A culture of impunity
Since 2008 the Comisión Internacional contra la Impunidad en Guatemala (CICIG, the International Commission Against Impunity), backed by the UN, has been supporting Guatemala’s justice system to try to end a deeply-entrenched culture of impunity. President Otto Perez Molina, who took office a year ago, has launched a campaign to curb domestic violence and has agreed to extend CICIG’s mandate until 2015.
In his state-of-the-nation address Perez Molina hailed Guatemala’s “historic decline in violence” in 2012. Murders were down by some 10 per cent, he said.Yet this advance has brought few benefits for women. Although legislation against domestic violence was introduced in 2008, campaign groups say very few are held to account for these crimes. “Perpetrators know they will not be punished”, said Amnesty International’s Guatemala researcher Sebastian Elgueta, in an interview with the BBC. “High levels of violence and a lack of political will, along with a track record of impunity mean authorities are unable to pursue perpetrators, or just don’t care”.

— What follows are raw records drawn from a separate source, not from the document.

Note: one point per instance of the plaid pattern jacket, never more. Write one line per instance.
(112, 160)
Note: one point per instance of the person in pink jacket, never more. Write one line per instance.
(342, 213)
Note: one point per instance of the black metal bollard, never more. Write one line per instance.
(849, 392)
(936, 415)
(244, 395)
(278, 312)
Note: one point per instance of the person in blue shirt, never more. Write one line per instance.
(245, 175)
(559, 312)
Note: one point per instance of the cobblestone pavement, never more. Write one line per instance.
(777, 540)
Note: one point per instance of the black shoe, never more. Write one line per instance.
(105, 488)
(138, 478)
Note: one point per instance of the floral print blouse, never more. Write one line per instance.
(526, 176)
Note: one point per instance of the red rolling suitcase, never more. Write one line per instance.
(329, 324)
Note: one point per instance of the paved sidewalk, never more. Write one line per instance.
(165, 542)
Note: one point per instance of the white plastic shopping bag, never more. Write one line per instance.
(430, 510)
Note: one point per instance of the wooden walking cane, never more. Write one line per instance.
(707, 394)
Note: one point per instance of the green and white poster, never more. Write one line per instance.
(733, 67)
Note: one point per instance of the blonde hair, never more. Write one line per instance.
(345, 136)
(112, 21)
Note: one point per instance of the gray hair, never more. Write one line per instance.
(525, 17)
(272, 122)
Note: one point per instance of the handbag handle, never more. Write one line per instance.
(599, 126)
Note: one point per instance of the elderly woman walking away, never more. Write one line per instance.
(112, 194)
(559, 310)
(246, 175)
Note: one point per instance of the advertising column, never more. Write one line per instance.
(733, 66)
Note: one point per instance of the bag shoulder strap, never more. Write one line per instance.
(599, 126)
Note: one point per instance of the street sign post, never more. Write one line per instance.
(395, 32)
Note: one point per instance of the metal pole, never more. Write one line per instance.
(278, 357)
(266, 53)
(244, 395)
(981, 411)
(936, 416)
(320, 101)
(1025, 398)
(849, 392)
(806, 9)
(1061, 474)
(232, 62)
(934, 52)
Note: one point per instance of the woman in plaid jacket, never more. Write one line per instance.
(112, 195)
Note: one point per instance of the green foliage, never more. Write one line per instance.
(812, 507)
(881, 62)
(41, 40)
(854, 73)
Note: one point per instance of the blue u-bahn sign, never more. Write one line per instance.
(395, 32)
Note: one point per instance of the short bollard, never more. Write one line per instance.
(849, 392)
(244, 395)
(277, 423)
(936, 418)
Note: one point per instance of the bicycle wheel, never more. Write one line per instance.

Although the Guatemalan state has taken some actions, they have not succeeded in stopping the killings. In January 2013 the press reported that the bodies of two girls aged six and 12 were found dumped on a street in the capital city; they had been strangled. Two murdered women, aged between 20 and 35, were also discovered in the same neighbourhood. One had been shot in the face.
Two other women were killed in the town of La Union, in Zacapa Province, shot dead outside a school. It is still not clear whether they were victims of domestic violence or murdered by criminal gangs. “Guatemala awoke in mourning”, a women’s rights group, the Survivors’ Foundation, said in a recent statement about these killings. “We demand these crimes be solved.”
Other press reports in Guatemala highlight the social unrest throughout the country over land conflict, mining, and indigenous rights. After talking to activists, Mike Allison, associate professor in the Political Science department at the University of Scranton in Pennsylvania,concluded: “these are real concerns about the situation here … I’m afraid that adverse decisions with regards to the prosecution of human rights violators and the increased reliance on the military to resolve problems that do not have military solutions will only stoke the flames of discontent which is unfortunate and dangerous for the people of this beautiful country.”
Femicide and other forms of violence against women are widespread throughout the country but more reports are made and assassinations recorded in urban areas. Indeed, there may be under-reporting in the countryside, as in many cases the violent killing of women in these areas is not classified as femicide. Criminal investigation is very weak and only specialists from the Public Ministry can determine if it was femicide. These often have less capacity to carry out investigations outside the main cities and give less priority to these cases.
The long history of conflict has destroyed many communities. It will take a long time to bring about change but Sonia Acabal is confident that the struggle will continue: “Guatemala needs to construct a true democracy and find justice for the victims’ families. The deaths of 300,000 people will not be forgotten.”